Oireachtas Joint and Select Committees
Wednesday, 29 April 2015
Committee of Inquiry into the Banking Crisis
Nexus Phase
Ciarán Lynch (Cork South Central, Labour) | Oireachtas source
This question was put to Mr. Forde last week and again put to Mr. Sheehy this morning. It was put to them in the context of the - and Deputy Doherty has referred to this earlier - witness statement given by Mr. Daly and his opening comment when he says that:
While internal bank lending documentation may indicate that loan-to-value ratios were typically less than 100%, when the loan was drawn, the reality in many cases was that a developer's equity contribution was in form a rolling up of unrealised paper profit from other developments. This was presented as an equity position, rarely if ever was it in the form of cash.

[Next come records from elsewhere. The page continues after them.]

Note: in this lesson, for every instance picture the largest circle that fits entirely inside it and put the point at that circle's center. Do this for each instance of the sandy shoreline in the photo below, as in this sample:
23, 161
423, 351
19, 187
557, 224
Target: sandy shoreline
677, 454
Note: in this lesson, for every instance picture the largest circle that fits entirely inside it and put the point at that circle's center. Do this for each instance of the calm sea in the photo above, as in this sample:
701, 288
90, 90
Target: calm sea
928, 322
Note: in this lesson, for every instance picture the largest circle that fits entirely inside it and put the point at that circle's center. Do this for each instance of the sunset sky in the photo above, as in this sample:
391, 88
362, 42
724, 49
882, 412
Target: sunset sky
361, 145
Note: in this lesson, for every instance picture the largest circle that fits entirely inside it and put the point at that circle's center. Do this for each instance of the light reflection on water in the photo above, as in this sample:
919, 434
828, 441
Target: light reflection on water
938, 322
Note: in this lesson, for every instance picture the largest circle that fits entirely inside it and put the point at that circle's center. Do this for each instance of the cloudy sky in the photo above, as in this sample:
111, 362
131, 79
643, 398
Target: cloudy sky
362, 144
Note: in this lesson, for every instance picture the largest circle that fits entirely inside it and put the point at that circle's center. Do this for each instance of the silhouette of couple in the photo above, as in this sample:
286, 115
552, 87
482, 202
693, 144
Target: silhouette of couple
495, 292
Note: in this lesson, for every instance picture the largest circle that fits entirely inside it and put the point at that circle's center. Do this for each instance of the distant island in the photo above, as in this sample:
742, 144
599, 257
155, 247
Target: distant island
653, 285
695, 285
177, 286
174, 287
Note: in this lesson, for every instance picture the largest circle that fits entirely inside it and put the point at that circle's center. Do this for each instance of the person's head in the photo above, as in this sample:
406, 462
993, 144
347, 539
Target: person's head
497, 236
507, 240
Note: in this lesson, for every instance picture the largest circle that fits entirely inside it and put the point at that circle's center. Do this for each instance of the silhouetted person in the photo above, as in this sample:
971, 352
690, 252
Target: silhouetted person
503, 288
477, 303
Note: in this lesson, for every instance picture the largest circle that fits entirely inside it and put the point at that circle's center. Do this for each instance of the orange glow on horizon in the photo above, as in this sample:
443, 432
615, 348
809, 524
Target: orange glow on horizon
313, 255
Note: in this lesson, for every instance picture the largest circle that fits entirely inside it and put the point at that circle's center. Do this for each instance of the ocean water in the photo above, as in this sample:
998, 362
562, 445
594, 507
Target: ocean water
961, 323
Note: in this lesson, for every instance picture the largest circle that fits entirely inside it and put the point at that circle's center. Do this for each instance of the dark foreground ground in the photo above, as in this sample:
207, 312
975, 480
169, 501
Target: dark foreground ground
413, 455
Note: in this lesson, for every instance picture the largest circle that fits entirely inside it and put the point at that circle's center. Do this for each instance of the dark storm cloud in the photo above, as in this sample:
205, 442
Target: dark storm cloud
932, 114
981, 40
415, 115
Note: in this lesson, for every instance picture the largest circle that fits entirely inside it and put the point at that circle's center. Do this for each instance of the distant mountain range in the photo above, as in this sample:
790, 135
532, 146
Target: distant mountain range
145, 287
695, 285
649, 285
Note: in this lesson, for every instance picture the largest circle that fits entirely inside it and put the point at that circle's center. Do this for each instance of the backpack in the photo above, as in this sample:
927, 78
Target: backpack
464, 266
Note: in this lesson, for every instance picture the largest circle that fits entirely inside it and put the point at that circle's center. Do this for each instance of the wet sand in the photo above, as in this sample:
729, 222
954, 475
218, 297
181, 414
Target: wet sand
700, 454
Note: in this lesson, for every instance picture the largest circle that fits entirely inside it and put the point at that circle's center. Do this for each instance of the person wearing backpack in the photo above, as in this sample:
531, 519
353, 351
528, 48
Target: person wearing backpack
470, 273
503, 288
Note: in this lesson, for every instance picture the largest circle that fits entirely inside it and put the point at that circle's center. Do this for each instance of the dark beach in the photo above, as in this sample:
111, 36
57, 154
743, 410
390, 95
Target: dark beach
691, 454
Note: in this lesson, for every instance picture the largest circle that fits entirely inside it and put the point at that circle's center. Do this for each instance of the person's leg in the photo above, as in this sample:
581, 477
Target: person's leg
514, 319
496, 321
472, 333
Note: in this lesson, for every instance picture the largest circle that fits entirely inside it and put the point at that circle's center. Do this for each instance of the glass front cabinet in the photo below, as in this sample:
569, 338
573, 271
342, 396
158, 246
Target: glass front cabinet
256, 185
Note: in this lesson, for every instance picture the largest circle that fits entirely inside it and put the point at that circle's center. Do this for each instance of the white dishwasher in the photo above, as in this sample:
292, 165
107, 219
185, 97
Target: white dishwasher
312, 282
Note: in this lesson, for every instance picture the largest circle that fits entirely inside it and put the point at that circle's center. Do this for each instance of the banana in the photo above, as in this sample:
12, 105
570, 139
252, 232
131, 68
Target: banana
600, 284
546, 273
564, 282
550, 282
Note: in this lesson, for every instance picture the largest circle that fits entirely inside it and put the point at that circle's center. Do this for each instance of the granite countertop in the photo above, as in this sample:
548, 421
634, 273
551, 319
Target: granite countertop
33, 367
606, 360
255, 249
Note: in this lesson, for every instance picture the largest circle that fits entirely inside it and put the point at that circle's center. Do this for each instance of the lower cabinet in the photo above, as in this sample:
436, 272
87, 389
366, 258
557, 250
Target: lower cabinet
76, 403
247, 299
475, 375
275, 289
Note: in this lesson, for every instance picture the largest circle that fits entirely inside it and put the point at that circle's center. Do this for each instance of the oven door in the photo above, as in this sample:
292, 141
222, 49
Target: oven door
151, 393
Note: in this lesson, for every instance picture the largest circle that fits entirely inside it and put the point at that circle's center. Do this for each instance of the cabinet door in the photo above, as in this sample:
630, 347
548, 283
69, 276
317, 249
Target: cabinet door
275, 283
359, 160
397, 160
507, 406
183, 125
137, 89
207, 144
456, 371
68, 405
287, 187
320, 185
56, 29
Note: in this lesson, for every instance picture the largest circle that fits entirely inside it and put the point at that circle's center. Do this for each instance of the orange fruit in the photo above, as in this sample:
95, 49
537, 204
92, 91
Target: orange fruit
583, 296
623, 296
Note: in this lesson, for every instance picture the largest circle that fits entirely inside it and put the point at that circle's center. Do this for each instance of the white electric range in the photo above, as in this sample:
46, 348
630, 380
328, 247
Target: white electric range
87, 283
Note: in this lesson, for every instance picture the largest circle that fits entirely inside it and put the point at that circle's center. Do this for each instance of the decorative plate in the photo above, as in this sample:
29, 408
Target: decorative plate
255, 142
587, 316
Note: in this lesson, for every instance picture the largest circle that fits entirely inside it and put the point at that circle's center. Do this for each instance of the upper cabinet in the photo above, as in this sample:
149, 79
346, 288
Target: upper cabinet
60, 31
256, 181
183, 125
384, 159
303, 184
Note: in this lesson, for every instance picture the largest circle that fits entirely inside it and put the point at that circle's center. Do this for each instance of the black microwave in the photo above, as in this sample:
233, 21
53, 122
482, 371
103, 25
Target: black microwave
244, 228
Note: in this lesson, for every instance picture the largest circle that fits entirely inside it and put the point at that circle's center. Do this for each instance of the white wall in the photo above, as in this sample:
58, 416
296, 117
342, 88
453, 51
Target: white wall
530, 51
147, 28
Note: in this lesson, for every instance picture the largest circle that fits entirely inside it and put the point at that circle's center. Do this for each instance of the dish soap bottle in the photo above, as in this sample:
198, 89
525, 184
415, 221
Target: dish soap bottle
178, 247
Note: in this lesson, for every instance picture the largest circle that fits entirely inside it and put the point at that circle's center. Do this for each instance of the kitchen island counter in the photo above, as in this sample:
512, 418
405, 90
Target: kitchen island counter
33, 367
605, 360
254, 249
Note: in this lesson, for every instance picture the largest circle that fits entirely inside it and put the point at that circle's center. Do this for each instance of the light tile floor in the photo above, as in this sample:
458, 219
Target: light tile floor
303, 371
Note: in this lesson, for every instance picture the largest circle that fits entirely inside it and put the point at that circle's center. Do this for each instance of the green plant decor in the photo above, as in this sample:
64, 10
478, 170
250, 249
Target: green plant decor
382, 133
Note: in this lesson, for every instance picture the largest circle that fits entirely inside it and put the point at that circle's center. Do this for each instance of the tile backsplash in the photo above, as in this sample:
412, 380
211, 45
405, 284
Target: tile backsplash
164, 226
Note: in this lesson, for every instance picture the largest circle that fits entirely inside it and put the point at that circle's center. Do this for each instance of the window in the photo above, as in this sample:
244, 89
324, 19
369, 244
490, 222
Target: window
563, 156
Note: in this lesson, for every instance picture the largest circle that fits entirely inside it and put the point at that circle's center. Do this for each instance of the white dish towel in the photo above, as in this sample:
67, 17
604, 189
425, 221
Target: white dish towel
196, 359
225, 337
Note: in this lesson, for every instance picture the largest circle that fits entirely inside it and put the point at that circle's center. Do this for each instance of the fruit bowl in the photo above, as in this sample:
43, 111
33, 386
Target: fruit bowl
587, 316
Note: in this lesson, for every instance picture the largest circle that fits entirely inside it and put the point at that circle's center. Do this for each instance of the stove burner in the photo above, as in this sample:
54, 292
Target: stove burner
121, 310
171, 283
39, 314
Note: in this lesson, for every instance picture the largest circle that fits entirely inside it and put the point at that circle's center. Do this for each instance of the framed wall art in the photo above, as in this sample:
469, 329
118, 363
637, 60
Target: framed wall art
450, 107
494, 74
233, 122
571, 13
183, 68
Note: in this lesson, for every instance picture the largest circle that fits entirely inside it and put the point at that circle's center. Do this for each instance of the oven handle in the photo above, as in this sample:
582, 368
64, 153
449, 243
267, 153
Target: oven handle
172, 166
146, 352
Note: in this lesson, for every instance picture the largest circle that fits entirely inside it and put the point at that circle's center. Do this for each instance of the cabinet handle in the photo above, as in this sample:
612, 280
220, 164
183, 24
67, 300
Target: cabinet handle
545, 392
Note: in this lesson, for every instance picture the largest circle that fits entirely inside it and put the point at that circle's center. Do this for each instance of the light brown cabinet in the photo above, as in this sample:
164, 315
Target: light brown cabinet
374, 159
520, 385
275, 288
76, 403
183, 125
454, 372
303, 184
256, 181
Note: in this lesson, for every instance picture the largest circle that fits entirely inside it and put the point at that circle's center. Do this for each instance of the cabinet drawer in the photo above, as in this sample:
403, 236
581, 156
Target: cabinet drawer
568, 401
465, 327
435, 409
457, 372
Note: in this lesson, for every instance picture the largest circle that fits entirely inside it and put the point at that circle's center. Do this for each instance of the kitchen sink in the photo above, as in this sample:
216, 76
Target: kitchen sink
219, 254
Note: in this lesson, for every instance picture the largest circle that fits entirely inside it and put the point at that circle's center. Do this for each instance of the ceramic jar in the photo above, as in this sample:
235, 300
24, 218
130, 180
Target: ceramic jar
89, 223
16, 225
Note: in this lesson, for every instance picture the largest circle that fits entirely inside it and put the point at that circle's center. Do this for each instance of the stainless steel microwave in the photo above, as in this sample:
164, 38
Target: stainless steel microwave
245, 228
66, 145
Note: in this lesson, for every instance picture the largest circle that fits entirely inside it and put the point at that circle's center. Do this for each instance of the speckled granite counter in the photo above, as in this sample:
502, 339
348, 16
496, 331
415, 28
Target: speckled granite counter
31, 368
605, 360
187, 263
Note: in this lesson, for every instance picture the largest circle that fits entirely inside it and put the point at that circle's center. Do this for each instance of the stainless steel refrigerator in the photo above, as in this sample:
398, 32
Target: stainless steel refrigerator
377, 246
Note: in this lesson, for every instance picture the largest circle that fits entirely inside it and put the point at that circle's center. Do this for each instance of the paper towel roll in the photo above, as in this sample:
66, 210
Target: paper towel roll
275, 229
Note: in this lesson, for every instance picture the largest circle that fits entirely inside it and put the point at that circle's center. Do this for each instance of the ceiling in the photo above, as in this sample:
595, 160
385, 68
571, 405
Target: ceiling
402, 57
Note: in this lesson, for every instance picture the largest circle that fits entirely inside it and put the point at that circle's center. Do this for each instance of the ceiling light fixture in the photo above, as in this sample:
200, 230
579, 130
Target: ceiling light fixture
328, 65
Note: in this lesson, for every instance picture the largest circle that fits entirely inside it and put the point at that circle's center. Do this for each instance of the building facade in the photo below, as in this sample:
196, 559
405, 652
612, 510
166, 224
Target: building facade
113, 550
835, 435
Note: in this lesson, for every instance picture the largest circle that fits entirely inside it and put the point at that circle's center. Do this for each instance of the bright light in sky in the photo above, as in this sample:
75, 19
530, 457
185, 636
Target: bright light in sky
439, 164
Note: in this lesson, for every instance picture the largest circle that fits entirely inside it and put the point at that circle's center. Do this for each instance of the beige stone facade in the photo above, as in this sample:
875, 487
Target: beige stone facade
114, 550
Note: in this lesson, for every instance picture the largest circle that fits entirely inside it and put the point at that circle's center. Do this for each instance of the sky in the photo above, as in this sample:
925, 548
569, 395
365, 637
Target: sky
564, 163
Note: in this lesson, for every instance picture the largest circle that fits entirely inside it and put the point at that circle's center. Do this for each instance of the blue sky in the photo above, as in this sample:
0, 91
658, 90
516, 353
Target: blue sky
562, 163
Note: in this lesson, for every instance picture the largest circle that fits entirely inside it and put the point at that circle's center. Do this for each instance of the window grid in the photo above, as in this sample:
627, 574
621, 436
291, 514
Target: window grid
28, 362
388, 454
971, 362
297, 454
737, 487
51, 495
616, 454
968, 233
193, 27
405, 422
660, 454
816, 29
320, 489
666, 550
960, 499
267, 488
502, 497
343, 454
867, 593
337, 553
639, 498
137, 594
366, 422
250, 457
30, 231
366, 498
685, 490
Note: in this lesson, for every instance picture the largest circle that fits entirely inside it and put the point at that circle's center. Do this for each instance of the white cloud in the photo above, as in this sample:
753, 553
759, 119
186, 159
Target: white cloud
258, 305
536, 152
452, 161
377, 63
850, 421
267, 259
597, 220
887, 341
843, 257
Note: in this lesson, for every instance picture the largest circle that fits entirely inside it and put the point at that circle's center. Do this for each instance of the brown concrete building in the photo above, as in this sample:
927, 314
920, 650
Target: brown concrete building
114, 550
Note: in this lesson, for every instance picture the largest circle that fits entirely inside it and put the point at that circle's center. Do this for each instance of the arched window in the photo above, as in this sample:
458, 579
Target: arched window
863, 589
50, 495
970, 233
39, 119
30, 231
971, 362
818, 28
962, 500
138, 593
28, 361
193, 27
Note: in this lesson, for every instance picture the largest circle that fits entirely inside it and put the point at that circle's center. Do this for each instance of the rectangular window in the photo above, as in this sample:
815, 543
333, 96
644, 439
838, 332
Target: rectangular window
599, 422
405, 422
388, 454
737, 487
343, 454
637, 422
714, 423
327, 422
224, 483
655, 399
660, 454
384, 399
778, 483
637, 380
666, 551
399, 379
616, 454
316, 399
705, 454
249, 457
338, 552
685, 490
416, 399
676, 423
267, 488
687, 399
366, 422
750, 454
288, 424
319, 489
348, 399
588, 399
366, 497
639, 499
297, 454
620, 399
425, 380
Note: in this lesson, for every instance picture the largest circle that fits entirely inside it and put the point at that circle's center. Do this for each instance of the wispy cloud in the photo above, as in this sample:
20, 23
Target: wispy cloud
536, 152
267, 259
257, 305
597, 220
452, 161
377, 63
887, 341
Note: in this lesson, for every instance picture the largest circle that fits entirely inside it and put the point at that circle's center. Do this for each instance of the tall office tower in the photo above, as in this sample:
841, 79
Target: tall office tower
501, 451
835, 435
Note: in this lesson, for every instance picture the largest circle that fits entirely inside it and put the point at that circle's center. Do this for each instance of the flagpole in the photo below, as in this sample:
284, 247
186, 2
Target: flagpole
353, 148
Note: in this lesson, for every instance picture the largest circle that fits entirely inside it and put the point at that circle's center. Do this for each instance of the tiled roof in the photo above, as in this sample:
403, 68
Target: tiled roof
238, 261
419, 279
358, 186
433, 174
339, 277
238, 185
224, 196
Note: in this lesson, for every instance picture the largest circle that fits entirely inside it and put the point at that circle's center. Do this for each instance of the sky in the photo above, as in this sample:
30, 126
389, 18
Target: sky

And Mr. Daly then goes on to say
In effect, therefore, the banks were providing all of the real cash funding for both acquisitions and development. It is safe to say that quite often the borrower's paper equity position never paid for an acre of land or concrete or scaffolding or a worker's wage at the end of the week. The safety zone of a borrower's equity usually existed only on paper. The result is that the borrower was typically not the first to lose in the event of a crash. The bank stood to take 100% of the losses and that's what's happened.
Are those two documents more or less saying the same thing, or not?